Ocak 20, 2010

Ruhen aldatılmak pek bir içsel durumdur aslında.Bazen o kadar yaşanılmıyor durumda olunur ki aldatıldıktan sonra; neyi ne zaman hissettiğinizi bile karıştırırsınız böyle bir şey ile karşılaştığınızda..
O günlerden birini atlattık genç bir oyuncuyla.Günlerden pazartesi..Hava kararmak üzere camın yanında durup uzaklara doğru baktı.Kimsenin göremeyeceği kadar uzaklara..İçine çekebildiği kadar hava çekti ve bir sigara yaktı gözlerini ayırmadan uzaklardan. Hayatımın kusursuz ama bir o kadar sıkıcılığı baştan beri takılmıştır pazartesilere.Bu sefer de ona ayırdım bu özel günü ve gözlemledim.Pek konuşmadım aslında.. Monoton sesindeki baş harflerin vurgularına takıldı kulağım çoğu zaman onlarla oynadım.Şarkıyı mırıldanıyordu.Yaklaştım, birkaç adım gerisinde durdum.Yakından dinledim dumanlar içerisinde..Güzel bir şarkı açmıştı eskilerden, beni etkiler.Bunu biliyor.Sorgularının büyüklüklerini biliyordum.Söyleyeceklerinin çoğunu da..Söze başlayacaktı sanki ama yüzünü göremiyordum.Belki de tartıp biçiyordu diyeceklerini...Uzaklaştım bir viski bardağı aldım masadaki viskinin yanına koydum içine döktüm bir parça ve yudumladım.

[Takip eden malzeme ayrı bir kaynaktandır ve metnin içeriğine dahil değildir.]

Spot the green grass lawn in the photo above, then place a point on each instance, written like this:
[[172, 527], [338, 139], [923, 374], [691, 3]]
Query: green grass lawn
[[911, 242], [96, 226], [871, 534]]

Benimde arkam dönüktü şimdi ona.Ben boşluğa bakıyordum. Onunki kadar derin değildi bana yalnızca bir boşluktu.Sadece adı bu.. Ne kaybetmiştik şu ana kadar? Düşüncelerimden bunlar geçti bir anda ve bir anlık hızlı kalp çarpması. Aynı anda birbirimize döndük. Bana doğru yürüdü arkamda duran tablaya söndürdü sigarasını. Sarılmak istemedim.Yüzünde parçalanmış bir şeyler.. Burukluk. Sarılmamı istedi. Tek oynamadığı bendim oysaki hayatında. Gerçekten yaşıyorduk dostluksa dostluktu ya da adı neydiyse.Bundan sonra ne bitiyordu hayatımızda..Sadakat.
Nefesini çekti ve biraz durdu sonra geri çekildi.Ruhum bir daha uzandı boş yatağa,ellerim bir daha kalemlere gitti. Tam olarak bu sahneleri görüyordum.Parçalanan beni görüyordum bir daha.. Seni kaybetmek bir şeyler daha aldı benden.Montumu giydim, şapkamı geçirdim kafama. Yüzümü buruşturduğum anda ağlamaya başlayacaktım.Roller varsa bile ben oynamayacaktım. Benim birkaç dakika önce baktığım boşluğa bakıyordu.'Görmen imkansız,bunu biliyorsun' dedim..Hızlıca kapıya yöneldim. Duyduğum tek şey derin bir sessizlik..Ne olmuştu sanki? Kaybedişler, kayboluşlar.. Onu son görüşümdü..




Ruhum bedenimden önce yatağıma düşüyor.Seni özlüyorum hemde çok.
Susmam işe yaramıyor hararetle düşünüp duran ruhumu hep aldatıyorsun zaten.